Grace Drever was an active woman, somewhat bent with age, but with no signs of decaying faculties, save in the case of her extreme deafness. Her hair was still black, and her eyesight was quick. Her memory for local events was as good as an almanac to the people of Stromness, and there was something strangely uncanny about her nature that was itself almost an excuse to those who hinted that she had dealings with the underworld. She was one of the older style of inhabitants, who retained the primitive habits and customs of the island, whose spoken language had in it a mixture of the Norse, which distinguished it from the simpler Scotch dialect familiarly used by us of the younger generation, and yet more from the purer English into which we were drilled at school.

Andrew Drever generally spoke good English in the presence of strangers, though he lapsed into the broad native speech in friendly talk with the fisher folk.

"I hae brought Captain Gordon wi' me to hae a taste o' the trout," he said to his mother as we entered the room, where she bent over the fire.

"Gordon!
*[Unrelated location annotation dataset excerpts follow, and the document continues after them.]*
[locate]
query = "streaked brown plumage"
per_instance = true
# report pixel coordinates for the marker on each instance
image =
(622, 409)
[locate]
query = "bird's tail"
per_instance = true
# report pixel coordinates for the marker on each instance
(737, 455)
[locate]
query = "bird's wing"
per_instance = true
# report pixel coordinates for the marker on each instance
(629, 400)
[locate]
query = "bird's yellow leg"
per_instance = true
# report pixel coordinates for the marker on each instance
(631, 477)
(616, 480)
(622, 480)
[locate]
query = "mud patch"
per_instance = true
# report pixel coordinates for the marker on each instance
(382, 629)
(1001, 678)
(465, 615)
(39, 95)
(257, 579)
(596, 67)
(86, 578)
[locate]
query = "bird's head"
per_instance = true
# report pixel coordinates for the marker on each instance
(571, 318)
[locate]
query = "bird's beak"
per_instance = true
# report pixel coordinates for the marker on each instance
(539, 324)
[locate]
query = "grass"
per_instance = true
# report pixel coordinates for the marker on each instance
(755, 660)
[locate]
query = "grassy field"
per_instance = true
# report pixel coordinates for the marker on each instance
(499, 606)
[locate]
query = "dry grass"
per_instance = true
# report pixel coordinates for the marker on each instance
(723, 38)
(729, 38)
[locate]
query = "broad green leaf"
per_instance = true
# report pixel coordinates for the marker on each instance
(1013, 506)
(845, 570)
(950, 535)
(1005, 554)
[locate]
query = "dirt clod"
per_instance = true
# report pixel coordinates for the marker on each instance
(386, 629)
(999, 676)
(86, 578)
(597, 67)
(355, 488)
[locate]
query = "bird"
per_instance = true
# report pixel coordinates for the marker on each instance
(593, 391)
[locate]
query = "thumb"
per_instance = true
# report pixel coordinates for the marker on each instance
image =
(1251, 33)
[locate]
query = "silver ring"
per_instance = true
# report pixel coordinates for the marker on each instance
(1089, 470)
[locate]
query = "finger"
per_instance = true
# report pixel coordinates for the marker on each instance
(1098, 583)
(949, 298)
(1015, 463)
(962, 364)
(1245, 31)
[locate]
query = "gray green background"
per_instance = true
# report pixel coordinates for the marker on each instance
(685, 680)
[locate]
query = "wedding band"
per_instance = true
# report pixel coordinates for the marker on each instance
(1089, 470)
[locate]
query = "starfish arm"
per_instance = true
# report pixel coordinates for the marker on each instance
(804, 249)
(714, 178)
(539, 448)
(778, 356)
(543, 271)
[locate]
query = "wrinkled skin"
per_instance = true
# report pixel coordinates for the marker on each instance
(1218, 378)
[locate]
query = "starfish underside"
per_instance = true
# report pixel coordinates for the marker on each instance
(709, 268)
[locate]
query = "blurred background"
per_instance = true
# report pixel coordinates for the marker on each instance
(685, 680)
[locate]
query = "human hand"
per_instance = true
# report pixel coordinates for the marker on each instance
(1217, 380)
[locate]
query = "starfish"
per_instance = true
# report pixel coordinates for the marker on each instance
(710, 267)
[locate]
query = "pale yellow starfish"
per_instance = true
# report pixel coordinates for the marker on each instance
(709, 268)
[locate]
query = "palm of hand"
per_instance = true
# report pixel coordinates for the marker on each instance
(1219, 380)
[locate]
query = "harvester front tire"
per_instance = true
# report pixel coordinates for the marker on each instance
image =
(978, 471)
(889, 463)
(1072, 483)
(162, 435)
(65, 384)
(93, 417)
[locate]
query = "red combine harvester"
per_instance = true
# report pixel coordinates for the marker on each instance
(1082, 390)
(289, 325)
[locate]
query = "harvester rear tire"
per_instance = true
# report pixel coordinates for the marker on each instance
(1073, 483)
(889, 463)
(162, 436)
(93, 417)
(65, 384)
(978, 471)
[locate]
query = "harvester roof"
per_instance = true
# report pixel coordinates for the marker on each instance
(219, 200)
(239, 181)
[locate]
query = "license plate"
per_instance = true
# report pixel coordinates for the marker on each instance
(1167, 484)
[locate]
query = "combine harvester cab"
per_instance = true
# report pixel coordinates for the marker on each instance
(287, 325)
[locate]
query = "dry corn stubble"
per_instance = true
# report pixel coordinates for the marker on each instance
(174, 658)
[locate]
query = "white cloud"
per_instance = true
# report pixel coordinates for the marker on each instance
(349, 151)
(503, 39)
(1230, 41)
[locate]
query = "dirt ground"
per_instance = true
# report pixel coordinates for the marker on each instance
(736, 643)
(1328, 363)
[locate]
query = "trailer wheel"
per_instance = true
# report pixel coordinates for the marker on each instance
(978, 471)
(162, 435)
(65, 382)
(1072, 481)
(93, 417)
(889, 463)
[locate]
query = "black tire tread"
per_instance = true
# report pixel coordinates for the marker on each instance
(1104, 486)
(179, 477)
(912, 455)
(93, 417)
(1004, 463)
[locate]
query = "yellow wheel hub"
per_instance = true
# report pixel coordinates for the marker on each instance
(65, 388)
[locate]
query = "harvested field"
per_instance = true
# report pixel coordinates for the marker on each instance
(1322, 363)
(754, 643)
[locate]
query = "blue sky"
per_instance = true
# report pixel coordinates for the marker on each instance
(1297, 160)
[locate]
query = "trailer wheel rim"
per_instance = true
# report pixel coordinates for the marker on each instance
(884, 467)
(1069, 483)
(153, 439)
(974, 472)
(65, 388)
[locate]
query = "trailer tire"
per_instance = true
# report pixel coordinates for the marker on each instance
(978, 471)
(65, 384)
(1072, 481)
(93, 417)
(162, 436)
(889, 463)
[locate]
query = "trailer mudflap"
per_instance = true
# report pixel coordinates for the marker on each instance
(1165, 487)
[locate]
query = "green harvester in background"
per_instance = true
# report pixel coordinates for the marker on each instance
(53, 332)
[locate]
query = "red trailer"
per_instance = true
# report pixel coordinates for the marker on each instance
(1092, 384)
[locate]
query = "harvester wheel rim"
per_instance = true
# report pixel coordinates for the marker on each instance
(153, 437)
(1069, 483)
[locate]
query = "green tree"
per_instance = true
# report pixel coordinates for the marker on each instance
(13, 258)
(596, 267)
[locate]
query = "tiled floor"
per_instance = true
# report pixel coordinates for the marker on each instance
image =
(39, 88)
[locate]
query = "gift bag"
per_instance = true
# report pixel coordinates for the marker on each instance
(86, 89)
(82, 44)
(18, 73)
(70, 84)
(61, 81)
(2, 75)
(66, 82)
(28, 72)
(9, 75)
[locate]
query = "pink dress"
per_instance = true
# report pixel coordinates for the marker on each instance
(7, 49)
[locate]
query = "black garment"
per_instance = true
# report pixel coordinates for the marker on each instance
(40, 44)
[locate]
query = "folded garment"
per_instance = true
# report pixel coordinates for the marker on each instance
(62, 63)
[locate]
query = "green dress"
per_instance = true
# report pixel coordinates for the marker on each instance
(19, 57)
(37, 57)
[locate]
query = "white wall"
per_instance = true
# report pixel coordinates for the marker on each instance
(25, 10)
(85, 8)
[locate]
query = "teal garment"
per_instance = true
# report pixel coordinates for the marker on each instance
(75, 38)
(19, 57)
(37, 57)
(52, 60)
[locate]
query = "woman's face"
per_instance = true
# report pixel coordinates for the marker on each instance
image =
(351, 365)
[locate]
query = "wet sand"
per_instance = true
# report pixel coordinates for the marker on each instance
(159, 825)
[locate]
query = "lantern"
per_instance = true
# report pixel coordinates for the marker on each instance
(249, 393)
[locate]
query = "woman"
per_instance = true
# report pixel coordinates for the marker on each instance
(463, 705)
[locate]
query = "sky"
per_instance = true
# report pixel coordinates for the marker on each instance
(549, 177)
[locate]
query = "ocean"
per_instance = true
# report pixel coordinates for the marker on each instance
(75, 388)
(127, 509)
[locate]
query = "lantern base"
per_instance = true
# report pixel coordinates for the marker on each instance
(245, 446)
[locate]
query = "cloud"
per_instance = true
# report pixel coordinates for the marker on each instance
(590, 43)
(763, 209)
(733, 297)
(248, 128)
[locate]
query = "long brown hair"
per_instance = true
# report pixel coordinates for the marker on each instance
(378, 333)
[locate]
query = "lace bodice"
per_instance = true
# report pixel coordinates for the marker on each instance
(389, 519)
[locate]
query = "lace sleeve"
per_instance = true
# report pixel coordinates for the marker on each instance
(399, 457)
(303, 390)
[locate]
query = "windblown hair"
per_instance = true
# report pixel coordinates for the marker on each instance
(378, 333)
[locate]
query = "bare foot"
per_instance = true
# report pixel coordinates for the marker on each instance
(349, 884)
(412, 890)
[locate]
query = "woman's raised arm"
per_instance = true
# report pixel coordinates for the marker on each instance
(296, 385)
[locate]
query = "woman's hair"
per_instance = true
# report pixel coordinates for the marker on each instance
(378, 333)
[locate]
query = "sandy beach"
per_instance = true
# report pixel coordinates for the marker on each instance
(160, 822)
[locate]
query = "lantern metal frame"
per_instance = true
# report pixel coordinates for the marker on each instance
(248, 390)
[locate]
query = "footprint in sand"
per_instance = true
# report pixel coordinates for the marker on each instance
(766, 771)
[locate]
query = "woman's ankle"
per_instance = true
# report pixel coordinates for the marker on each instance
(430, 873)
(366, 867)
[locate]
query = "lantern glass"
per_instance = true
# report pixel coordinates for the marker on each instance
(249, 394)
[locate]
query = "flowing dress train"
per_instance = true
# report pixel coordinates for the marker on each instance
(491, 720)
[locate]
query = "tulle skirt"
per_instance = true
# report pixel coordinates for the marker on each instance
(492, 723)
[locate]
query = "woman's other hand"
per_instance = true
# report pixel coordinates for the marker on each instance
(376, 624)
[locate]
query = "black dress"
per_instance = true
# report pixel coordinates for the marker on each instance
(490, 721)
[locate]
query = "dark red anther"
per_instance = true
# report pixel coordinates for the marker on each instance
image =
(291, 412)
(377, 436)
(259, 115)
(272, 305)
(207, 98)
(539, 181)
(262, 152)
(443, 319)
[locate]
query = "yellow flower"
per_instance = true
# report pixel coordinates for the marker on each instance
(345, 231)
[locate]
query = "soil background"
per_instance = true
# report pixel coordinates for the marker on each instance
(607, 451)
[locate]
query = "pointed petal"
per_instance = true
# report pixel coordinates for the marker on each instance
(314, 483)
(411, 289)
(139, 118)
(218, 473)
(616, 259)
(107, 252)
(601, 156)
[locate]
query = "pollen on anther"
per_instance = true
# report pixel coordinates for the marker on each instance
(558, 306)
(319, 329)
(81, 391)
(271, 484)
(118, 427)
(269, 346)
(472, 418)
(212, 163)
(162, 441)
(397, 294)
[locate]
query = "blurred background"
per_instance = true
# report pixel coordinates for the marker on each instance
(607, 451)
Gordon! I dinna ken ony Gordon. What's the name o' his ship?"

"He belongs to the Lydia, the barque that cam' in this forenoon."

"Aw, yes, I ken his ship, but I dinna ken the captain. Yes, yes, he'll get a taste o' the troot, I warrant him that."

Then turning to Mr. Gordon, she continued: "Ye were never in Stromness afore, captain? No? Ye maun speak loud--it's terrible dull o' hearing I am."

The captain looked at Grace as she applied a strange, shell-like horn to her right ear, and went closer to him.

"The Lydia has a great many mice on board," said the captain.

"Ay, you'll be takin' it out to America for the black folk, no doubt. It's terrible hot in America, they say. But where got you the ice? Not from Leith?"